Estudo mundial sobre direitos trabalhistas
A União Europeia vai conduzir um estudo global sobre o tema e buscar soluções para que possíveis medidas regulatórias sejam adotadas em diferentes países.
Intitulada “Economia Sob Demanda na União Europeia: Implicações Jurídicas, Econômicas, Socioculturais e Políticas”, a análise terá duração de três anos e recortes em diferentes países e continentes. No Brasil, um recorte da pesquisa será conduzido pelo Centro Universitário Integrado, que fica no município de Campo Mourão, no Noroeste do Paraná.

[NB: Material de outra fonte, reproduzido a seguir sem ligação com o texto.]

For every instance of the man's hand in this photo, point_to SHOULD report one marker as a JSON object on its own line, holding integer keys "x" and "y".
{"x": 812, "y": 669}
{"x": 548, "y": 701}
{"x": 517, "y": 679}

A instituição recebeu um subsídio de 30 mil euros – concedido pelo programa de estudos e intercâmbios Erasmus 2023 – e a quantia será utilizada para a realização de um curso de economia sob demanda – gratuito e online – e para levantar dados entre os anos de 2024 a 2026. As inscrições para o curso estão abertas e qualquer interessado pode participar.
“Os dados e conclusões desse estudo local vão ajudar na criação de políticas públicas acertadas, dentro dos valores que envolvem o respeito pela dignidade humana, a liberdade, a democracia e a igualdade”, enfatiza Fabrício Pelloso.
Prós e contras
Entre as vantagens do trabalho sob demanda – como fazem os motoristas de aplicativos – estão a possibilidade de obter maiores salários mediante longas jornadas diárias e ter o controle da carga horária.
Contudo – por não haver vínculo formal empregatício – o trabalhador não tem direito a receber benefícios como férias, 13º salário, vale-transporte, ticket alimentação e plano de saúde. O equilíbrio entre os benefícios e os danos dessa nova ordem mundial trabalhista é o centro do estudo.
Para virar lei, a proposta que o governo enviou nesta semana (04/03) terá de ser aprovada pela Câmara e pelo Senado e, posteriormente, sancionada pelo próprio presidente Lula.